The volume of mergers and acquisitions in the sector during the first quarter of 2015 was at its lowest point in two years, with 198 total deals, according to a new report by research and accounting firm PwC. However, the value of those pacts topped $39 billion, representing a 144% increase from the previous quarter.

“The market is ripe for some level of consolidation,” said Bart Spiegel, partner, entertainment, media and communications deals, at PwC. “I’d be surprised if the volume being down in the first quarter reflects a long-term trend. I think you can expect volume to pick up.”

The mega-deal is alive and well, with six deals making up 90% of the total value of all the deals in the space.
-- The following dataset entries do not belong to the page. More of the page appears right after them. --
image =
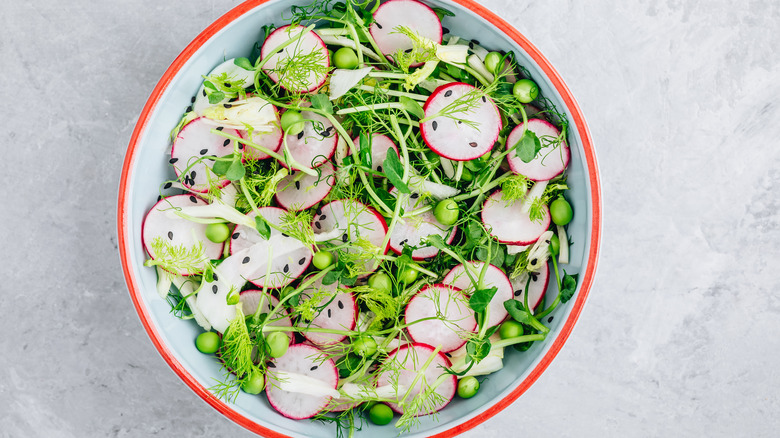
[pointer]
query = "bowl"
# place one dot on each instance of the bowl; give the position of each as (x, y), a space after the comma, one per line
(233, 35)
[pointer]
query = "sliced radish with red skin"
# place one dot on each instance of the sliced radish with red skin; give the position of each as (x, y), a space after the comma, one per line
(452, 329)
(313, 146)
(175, 230)
(494, 277)
(290, 256)
(549, 162)
(417, 16)
(282, 62)
(536, 289)
(269, 140)
(337, 311)
(194, 142)
(452, 138)
(380, 144)
(250, 300)
(300, 191)
(355, 220)
(412, 231)
(307, 361)
(404, 365)
(507, 222)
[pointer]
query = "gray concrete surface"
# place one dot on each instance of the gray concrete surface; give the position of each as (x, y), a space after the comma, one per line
(680, 337)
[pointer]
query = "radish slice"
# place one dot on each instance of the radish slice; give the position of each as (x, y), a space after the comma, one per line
(551, 160)
(407, 13)
(509, 224)
(300, 191)
(290, 257)
(452, 137)
(175, 230)
(317, 369)
(403, 366)
(315, 144)
(250, 300)
(494, 277)
(269, 140)
(380, 144)
(413, 230)
(195, 142)
(337, 311)
(452, 329)
(284, 66)
(536, 289)
(355, 221)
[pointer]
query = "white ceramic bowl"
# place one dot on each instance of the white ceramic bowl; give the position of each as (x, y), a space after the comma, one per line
(145, 166)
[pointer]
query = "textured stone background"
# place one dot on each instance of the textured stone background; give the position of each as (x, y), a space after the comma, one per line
(680, 336)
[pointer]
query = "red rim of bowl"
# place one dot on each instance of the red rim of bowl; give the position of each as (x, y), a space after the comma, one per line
(587, 277)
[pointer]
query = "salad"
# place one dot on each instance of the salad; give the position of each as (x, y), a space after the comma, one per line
(365, 216)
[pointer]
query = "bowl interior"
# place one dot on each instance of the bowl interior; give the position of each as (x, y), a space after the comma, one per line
(146, 167)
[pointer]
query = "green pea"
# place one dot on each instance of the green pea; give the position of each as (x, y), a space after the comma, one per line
(491, 61)
(446, 211)
(381, 281)
(468, 387)
(525, 90)
(292, 122)
(380, 414)
(560, 211)
(408, 275)
(364, 346)
(555, 245)
(277, 344)
(254, 384)
(217, 233)
(208, 342)
(510, 329)
(345, 58)
(323, 259)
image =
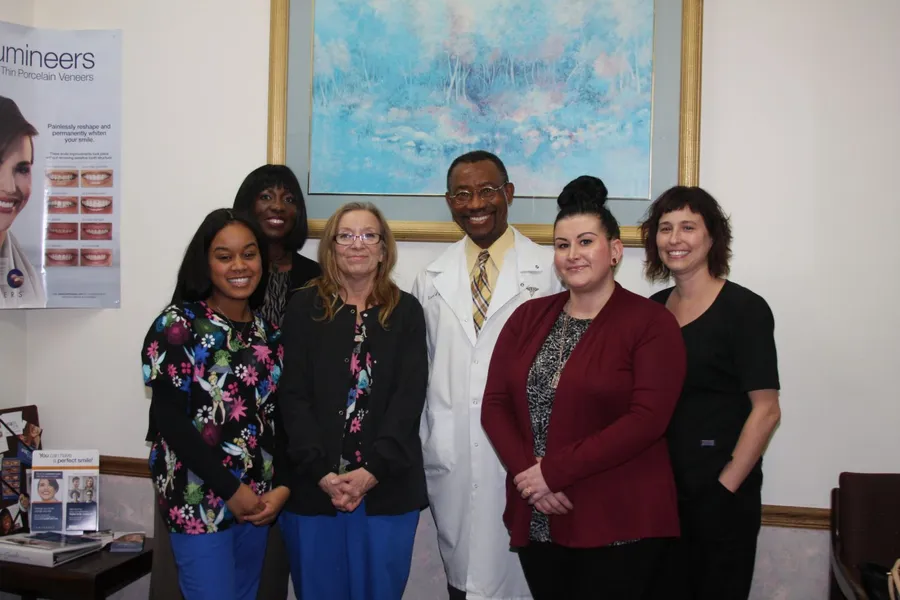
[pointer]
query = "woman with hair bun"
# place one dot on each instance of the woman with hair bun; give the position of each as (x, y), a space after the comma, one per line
(590, 492)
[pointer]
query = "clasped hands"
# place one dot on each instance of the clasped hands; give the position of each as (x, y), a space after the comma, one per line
(532, 487)
(348, 490)
(245, 505)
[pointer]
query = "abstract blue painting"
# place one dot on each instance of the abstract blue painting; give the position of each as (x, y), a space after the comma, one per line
(556, 88)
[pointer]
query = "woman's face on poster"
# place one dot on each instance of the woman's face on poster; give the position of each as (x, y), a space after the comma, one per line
(15, 180)
(45, 490)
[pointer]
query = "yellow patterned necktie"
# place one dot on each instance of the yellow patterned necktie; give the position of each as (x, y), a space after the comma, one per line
(481, 291)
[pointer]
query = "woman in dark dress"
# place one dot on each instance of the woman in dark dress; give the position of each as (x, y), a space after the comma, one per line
(729, 405)
(272, 194)
(356, 370)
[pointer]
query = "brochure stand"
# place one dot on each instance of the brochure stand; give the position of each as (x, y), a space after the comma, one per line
(20, 436)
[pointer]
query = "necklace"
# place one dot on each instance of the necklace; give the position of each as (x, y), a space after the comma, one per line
(560, 363)
(242, 331)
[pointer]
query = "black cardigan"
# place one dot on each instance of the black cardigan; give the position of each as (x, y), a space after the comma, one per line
(312, 397)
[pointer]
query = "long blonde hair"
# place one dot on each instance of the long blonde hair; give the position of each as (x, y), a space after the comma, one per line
(385, 292)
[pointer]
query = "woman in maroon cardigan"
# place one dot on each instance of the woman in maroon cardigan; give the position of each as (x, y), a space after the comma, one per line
(590, 492)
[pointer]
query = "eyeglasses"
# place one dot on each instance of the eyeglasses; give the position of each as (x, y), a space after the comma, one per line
(368, 238)
(486, 193)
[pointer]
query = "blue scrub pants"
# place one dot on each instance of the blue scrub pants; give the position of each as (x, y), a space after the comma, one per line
(352, 556)
(225, 565)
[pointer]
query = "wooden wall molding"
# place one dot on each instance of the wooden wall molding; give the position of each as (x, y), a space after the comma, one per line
(798, 517)
(124, 466)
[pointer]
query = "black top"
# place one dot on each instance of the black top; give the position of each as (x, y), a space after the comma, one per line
(313, 401)
(730, 352)
(543, 377)
(361, 379)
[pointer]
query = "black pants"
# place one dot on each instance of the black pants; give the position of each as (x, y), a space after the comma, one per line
(554, 572)
(716, 554)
They include Charter Communications’ $10.4 billion acquisition of Brighthouse Networks; Frontier Communications’ $8.6 billion purchase of Verizon’s landline business; American Tower Company’s $5 billion play for Verizon’s tower business; Gaming & Leisure Properties’ $2.4 billion purchase of Pinnacle’s real estate assets; an equity group’s $4 billion move on Life Time Fitness; and Expedia’s $1.6 billion bid for Orbitz.

Of course, this current quarter has seen the unraveling of one major mega-deal, after Comcast announced in April that it will abandon its $45 billion takeover of Time Warner Cable amidst regulatory challenges. The collapse of that deal is expected to trigger a wave of consolidation in the cable sector, as other players try to snap up Time Warner Cable.

Another recent move among Fortune 500 companies hints that the bonds between the entertainment, media and technology sectors could grow tighter. Verizon’s $4 billion purchase of AOL this week, purportedly to strengthen the video that will stream over its smartphones and mobile devices, shows the appetite that Silicon Valley and communications giants have for content they can distribute. That could lead to more deals and mergers.

In the most recent quarter, deal volumes in the communications sector fell more than 40% to 16 deals, and also dropped 30% in the publishing industry to 32 such pacts. The number of deals in the cable business rose from two to four in the most recent quarter, and increased from 53 to 60 in the advertising and marketing field.